O engenheiro responsável pela obra na qual Raimundo e José Ferreira da Costa trabalham, Igor Sales, contou que a construção havia sido iniciada ainda na primeira quinzena de março, pouco antes do decreto de isolamento social do Estado e, por ainda estar em fase inicial, o efetivo é pequeno. Todos os dez trabalhadores que haviam iniciado a construção retornaram.

“Mesmo sendo poucos, fizemos uma entrevista com eles, perguntamos se eles tiveram contato com alguém com Covid, se estão com algum sintoma, verificamos a temperatura. Estamos tomando esse cuidado para evitar a contaminação”, afirma.

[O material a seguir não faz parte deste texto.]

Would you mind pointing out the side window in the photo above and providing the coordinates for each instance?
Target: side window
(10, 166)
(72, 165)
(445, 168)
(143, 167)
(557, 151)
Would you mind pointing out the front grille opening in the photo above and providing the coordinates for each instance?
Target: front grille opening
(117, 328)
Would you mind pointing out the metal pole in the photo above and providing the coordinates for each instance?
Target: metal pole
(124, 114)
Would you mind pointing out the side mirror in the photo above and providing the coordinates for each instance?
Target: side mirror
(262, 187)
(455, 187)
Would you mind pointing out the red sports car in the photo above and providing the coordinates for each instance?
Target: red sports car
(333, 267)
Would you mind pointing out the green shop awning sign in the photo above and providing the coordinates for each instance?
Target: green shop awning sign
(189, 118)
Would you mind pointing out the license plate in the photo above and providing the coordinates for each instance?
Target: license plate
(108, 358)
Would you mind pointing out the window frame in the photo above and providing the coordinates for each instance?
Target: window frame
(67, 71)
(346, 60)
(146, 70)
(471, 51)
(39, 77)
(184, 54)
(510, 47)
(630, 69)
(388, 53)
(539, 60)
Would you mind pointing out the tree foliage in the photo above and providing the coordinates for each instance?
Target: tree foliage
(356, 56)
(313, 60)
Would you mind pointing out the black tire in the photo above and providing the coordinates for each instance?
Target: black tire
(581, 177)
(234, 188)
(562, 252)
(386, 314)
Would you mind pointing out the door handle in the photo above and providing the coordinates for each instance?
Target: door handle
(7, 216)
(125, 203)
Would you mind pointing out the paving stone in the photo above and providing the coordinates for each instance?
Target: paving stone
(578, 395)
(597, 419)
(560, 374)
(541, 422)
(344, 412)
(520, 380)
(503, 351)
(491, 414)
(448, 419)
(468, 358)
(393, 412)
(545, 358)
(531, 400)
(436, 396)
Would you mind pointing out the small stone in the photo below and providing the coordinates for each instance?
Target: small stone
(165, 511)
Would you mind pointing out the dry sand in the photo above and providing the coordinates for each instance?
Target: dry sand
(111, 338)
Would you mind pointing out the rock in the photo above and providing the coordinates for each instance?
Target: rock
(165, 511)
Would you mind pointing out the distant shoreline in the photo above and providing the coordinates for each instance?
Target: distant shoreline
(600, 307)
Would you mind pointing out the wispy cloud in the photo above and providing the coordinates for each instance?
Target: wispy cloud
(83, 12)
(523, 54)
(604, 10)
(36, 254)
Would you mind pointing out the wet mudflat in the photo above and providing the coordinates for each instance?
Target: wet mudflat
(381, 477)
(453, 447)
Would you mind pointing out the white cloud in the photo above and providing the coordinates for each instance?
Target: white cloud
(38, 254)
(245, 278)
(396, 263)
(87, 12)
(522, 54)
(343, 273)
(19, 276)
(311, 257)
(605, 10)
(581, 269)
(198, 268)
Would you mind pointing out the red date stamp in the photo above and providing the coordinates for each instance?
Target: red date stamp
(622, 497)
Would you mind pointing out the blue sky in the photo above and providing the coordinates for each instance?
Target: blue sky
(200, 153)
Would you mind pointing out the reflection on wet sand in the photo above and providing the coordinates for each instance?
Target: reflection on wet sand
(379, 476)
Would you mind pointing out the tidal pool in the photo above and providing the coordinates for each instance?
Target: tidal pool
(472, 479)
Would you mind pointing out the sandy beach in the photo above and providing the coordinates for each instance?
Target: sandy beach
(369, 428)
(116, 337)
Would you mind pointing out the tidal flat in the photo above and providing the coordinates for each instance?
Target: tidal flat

Ele explica que, por ainda estar no início, os prejuízos foram menores do que se estivessem em fase de conclusão da obra. O condomínio residencial com 32 unidades tinha previsão para ser entregue ainda neste ano, mas com os efeitos da pandemia sobre o mercado, só deve ficar pronto em fevereiro.

“A nossa grande preocupação agora é como vai ficar o mercado daqui pra frente, se vamos conseguir vender, se esse estoque vai ficar parado, se as indústrias que nos atendiam faliram, se vão ter capacidade de nos atender”, pontua Sales, preocupado em dar seguimento ao negócio.

Segundo o presidente do Sinduscon-CE, o Valor Geral de Vendas (VGV) dos lançamentos neste ano no Ceará deve cair, pelo menos, pela metade, a cerca de R$ 800 milhões a R$ 1 bilhão. No início do ano, a previsão era de cerca de R$ 2 bilhões em novos empreendimentos no Estado.

“Mas faz quatro anos que não se lança quantidades significativas de unidades habitacionais e comerciais. O estoque está sendo enxugado. Tem até muitas construtoras zerando estoque. Acredito que daqui um ano e meio algumas tipologias irão faltar. Então, ao menor sinal de resposta da economia, isso (lançamentos) deve melhorar bastante”, estima Dias.